À Koulouba, le serment des symboles : quand le Mali refonde sa souveraineté par l’éducation civique
Dans une République en quête de repères, la Présidence malienne vient d’accueillir une session solennelle de sensibilisation aux symboles de l’État.

Un moment fort, à la fois pédagogique et politique, qui s’inscrit dans la stratégie du Président Assimi Goïta de refonder la nation par la réappropriation des valeurs républicaines et souveraines, en commençant par le sommet de l’État lui-même.
C’est une séquence comme seul Koulouba peut en produire.

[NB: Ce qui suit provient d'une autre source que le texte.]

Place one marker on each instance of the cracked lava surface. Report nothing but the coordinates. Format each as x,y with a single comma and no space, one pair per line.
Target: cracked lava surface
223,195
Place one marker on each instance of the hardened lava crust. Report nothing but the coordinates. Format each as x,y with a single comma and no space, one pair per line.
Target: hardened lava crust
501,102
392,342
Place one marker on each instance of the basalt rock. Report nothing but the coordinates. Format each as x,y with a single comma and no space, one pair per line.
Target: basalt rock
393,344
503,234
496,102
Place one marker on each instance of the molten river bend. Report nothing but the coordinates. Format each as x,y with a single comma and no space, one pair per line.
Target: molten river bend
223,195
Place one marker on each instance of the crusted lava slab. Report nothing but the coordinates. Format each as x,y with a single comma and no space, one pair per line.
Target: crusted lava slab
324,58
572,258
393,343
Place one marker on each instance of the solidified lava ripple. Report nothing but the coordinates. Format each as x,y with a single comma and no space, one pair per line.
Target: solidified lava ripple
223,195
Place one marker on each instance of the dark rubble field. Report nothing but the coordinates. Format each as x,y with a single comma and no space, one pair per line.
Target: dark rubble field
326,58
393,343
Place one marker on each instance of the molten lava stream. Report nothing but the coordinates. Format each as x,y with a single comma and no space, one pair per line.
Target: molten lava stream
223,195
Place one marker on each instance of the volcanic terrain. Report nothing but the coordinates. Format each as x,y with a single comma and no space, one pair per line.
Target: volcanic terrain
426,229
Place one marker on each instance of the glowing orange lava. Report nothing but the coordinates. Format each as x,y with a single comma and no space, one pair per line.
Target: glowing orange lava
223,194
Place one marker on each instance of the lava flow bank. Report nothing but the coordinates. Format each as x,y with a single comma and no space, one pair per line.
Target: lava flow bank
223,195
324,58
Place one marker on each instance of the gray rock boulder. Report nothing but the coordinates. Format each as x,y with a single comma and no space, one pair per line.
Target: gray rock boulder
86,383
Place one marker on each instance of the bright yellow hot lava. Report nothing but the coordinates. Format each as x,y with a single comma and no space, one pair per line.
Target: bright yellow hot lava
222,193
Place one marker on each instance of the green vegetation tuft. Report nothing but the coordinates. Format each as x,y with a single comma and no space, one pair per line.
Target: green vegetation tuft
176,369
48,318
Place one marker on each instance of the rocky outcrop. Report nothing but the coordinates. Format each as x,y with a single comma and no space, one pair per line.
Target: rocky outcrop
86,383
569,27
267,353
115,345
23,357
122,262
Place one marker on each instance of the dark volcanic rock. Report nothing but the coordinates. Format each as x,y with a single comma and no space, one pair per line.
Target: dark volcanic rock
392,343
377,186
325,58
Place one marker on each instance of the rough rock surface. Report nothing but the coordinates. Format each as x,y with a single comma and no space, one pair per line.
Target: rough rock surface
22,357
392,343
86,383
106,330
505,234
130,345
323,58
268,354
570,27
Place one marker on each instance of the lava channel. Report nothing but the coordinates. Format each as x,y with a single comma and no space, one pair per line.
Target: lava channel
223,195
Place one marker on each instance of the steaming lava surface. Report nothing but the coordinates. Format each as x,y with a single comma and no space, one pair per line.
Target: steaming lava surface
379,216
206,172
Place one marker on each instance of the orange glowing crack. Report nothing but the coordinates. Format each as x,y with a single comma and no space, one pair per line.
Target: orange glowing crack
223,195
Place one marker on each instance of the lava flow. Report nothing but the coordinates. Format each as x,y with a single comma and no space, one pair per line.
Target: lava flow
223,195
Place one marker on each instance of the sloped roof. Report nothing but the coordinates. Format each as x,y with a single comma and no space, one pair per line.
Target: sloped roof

Un moment de silence et de mémoire, où le faste institutionnel s’efface devant l’essentiel : dire qui nous sommes, ce que nous défendons, ce que nous transmettons. Ce vendredi 9 mai 2025, dans une salle sobrement décorée aux couleurs du drapeau national, les collaborateurs du Président de la Transition ont interrompu leurs routines administratives pour se livrer à une cérémonie aussi symbolique que stratégique : la présentation officielle des cinq piliers de l’identité malienne.
La commission nationale de vulgarisation des symboles de l’Etat, lors de la session de présentation au palais de Koulouba, le 9 mai 2025.
Le personnel de Koulouba lors de la présentation des symboles de l’Etat par la Commission nationale de vulgarisation des symboles de l’Etat, le 9 mai 2025. Présidence du Mali.
Le personnel de Koulouba lors de la présentation des symboles de l’Etat par la Commission nationale de vulgarisation des symboles de l’Etat, le 9 mai 2025. Présidence du Mali.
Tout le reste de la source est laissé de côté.